MISSISSAUGA – The province’s Special Investigations Unit (SIU) has ruled “there are no reasonable grounds to believe” an OPP officer committed a criminal offence during an arrest that led to a woman breaking her arm about five months ago in Rockwood.
SIU director Joseph Martino released his official report on March 1. In it he describes a chaotic scene outside a Rockwood home on Sept. 19, 2020.
Wellington County OPP officers were called to the residence at 2:50pm for a report of mischief and an assault.
The SIU report states a man called 911 to report that he was assaulted by his girlfriend, who was also “hitting his vehicle and breaking everything in the house.”
Two OPP officers arrived at the scene, entered the open front door and “developed grounds to arrest” the 28-year-old woman, the report notes.
“Advised that she was going to be arrested, the complainant reacted with anger. She yanked her arm away from the [officer’s] hold and then ran into the backyard,” states Martino’s report.
The police officers gave chase and while in the backyard, the woman allegedly struck one of the officers in the face with an open hand.
During the “spirited confrontation” that followed, the woman “flailed her arms and legs, thrashed her body and resisted the officers’ efforts to bring her to the ground,” the report states, adding that during the struggle, the woman’s dog bit one of the police officers on the elbow.
The officers eventually took the woman to the ground and handcuffed her, the report notes.
The woman was taken to the Rockwood OPP detachment, “lodged in a cell” and released after a couple hours.
One month later, on Oct. 20, 2020, the woman returned to the OPP detachment to be fingerprinted with her right arm in a sling and “fresh stitches around her elbow”.
The SIU report states the woman told police “her arm was broken when she was arrested, and her injury required elbow replacement surgery.”

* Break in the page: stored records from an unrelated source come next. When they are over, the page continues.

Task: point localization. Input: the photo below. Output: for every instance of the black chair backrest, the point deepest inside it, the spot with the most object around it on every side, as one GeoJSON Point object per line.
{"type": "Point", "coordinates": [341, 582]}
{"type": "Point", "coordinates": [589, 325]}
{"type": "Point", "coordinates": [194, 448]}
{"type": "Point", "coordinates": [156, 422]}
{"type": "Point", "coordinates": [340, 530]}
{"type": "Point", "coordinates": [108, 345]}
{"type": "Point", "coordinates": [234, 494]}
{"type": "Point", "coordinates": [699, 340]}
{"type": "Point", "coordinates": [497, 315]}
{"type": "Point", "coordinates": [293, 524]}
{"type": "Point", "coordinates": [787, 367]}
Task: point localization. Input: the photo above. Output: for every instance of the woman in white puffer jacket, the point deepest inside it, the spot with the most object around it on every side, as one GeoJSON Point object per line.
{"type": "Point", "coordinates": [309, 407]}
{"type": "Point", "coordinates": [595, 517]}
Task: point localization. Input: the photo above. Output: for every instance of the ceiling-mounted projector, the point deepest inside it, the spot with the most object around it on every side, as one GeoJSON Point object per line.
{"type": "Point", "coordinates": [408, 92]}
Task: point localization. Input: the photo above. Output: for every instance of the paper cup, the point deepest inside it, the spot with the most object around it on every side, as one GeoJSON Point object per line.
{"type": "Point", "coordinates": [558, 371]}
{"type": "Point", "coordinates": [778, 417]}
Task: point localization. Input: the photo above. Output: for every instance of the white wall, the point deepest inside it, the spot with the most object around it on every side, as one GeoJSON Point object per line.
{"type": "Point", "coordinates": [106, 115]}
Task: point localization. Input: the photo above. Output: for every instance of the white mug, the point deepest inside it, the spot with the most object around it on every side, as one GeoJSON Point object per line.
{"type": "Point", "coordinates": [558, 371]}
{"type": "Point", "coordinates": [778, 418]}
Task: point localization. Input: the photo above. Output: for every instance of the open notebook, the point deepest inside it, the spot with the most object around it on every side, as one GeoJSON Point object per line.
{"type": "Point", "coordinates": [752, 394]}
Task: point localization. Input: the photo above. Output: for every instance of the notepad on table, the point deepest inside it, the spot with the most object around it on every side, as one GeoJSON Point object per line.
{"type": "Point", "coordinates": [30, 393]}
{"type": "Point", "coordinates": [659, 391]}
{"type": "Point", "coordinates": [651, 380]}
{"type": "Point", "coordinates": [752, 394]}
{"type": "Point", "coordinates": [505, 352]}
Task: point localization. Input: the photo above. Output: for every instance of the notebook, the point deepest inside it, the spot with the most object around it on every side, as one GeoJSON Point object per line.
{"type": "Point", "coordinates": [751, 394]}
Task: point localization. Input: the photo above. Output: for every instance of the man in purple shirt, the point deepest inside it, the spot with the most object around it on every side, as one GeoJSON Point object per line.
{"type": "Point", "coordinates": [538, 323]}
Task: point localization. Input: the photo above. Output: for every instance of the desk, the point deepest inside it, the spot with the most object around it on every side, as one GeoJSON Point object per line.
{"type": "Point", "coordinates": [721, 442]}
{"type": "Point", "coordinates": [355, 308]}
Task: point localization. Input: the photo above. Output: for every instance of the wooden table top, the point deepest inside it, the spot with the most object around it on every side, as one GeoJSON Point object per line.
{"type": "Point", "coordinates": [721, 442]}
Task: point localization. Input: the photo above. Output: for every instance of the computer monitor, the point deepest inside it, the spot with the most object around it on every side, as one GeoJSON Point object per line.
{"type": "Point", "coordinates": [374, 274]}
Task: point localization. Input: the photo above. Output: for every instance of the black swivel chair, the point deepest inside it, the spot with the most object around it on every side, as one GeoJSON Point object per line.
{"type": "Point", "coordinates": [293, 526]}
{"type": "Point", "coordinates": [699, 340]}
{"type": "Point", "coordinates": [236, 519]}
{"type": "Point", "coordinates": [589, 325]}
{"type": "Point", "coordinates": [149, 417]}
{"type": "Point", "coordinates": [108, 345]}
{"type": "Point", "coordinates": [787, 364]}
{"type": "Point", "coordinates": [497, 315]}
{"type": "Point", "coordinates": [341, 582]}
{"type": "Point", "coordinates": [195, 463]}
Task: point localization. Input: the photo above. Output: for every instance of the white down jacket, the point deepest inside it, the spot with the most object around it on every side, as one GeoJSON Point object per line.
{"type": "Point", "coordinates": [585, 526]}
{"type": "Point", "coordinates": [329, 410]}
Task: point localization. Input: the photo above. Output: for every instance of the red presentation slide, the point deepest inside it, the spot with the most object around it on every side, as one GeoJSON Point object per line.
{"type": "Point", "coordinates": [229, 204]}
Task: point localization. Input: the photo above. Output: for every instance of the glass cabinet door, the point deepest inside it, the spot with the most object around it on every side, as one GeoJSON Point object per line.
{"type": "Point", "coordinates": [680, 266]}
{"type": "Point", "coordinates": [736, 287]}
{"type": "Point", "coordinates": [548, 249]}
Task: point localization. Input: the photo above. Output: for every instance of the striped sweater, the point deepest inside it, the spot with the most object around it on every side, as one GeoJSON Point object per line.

The SIU investigation was launched the following day.
In his findings, Martino stated the OPP officers “reacted without the use of weapons or strikes of any kind.
“Rather, they simply grappled with [the woman] over a period of some 30 to 45 seconds before they were eventually able to overpower and take her to the ground.
“There is nothing on this record to suggest the officers’ force was other than measured and reasonable.”
Martino acknowledged the OPP officers “may well have broken the complainant’s arm” when they yanked it behind her back to be handcuffed, but he also noted “there is evidence that the takedown may have caused or contributed to the injury.”
The report concludes the officers “had every reason to believe that the complainant was capable of continued violence,” so the officers acted “lawfully throughout their encounter with the complainant,” and therefore there “is no basis for proceeding with criminal charges in this case.”